Geschichte

Ein Zeitzeuge erinnert sich: So war der Mauerbau 1961 in Berlin

Der 13. August 1961 war ein Sonntag. Schon in der Nacht begannen Polizisten und Soldaten in Berlin damit, den Ostsektor der Stadt abzutrennen. Als Klaus Nowak davon hörte, fuhr er mit dem Rad zum Grenzübergang. Hier erinnert sich der damals 19-Jährige, was er dort erlebte.

von Klaus Nowak · 13. August 2024
Mauerbau in Berlin im August 1961: Die Amerikaner werden sich das nicht gefallen lassen.

Mauerbau in Berlin im August 1961: Die Amerikaner werden sich das nicht gefallen lassen.

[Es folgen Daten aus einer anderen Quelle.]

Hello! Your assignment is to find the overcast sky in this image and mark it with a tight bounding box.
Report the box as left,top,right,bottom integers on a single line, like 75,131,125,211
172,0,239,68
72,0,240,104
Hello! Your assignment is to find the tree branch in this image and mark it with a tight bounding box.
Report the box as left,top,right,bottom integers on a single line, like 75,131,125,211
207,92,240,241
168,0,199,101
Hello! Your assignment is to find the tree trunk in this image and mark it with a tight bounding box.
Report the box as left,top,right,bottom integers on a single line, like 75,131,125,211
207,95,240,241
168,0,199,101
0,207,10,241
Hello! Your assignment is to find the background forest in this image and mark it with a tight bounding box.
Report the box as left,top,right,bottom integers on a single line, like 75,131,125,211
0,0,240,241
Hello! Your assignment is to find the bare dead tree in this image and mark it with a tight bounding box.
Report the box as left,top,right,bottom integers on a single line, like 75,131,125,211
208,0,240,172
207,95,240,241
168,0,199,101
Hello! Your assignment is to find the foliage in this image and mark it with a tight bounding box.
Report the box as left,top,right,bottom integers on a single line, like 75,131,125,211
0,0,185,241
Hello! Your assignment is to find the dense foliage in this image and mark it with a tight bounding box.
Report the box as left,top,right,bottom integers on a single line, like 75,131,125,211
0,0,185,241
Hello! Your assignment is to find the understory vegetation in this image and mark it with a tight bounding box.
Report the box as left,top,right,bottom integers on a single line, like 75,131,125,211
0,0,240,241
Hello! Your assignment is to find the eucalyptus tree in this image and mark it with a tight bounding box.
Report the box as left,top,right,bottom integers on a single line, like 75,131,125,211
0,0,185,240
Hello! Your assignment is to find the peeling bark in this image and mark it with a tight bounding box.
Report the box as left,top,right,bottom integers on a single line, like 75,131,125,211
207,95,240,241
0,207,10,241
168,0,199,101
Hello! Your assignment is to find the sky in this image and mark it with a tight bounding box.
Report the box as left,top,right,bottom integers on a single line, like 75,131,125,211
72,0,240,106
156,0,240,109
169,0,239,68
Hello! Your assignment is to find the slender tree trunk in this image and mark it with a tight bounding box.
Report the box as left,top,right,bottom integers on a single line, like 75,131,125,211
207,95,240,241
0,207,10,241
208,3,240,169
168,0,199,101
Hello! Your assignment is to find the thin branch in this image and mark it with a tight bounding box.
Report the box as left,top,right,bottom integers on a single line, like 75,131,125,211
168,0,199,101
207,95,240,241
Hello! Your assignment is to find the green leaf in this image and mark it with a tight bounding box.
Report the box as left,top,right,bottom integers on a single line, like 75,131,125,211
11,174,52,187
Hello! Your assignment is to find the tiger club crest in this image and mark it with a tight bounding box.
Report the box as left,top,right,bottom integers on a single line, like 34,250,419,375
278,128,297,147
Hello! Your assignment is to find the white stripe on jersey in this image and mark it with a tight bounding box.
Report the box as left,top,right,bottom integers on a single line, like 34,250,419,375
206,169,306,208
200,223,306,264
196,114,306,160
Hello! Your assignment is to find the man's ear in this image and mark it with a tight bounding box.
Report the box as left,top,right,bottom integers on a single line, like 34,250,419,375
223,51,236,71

Meine Mutter weckte mich am Morgen des 13. August 1961 mit den Worten: Sie machen die Grenzen zu, es fährt auch keine S-Bahn mehr. Wach werden, Waschen, Anziehen, Frühstücken und zum Fahrrad rennen. Ich war damals 19 und wir wohnten in Buch, am Nordrand von Berlin. Der nächste Grenzübergang war in Berlin-Pankow-Wollankstraße. Die zehn Kilometer schaffte ich locker, alle Müdigkeit war verflogen.

Meine Oma war auf einmal unerreichbar

Schon von weitem hörte ich Marschmusik und ständige überlaute, sich überschlagende Ansagen in Lautsprechern. Furchtbar. Als ich angekommen war, sperrten Leute in Kampfgruppenuniform mit umgehängten Maschinengewehren genau unter der S-Bahn-Unterführung die Straße. Hier war die Grenze zwischen dem sowjetischen und britischen Sektor Berlins. Vier Fahrradminuten weiter in der Wriezener Straße wohnte meine Oma, jetzt unerreichbar, wirklich? Im Hinterkopf auch meine gleichaltrigen Cousins und Cousinen in Westberlin, meine Onkels, meine Tanten.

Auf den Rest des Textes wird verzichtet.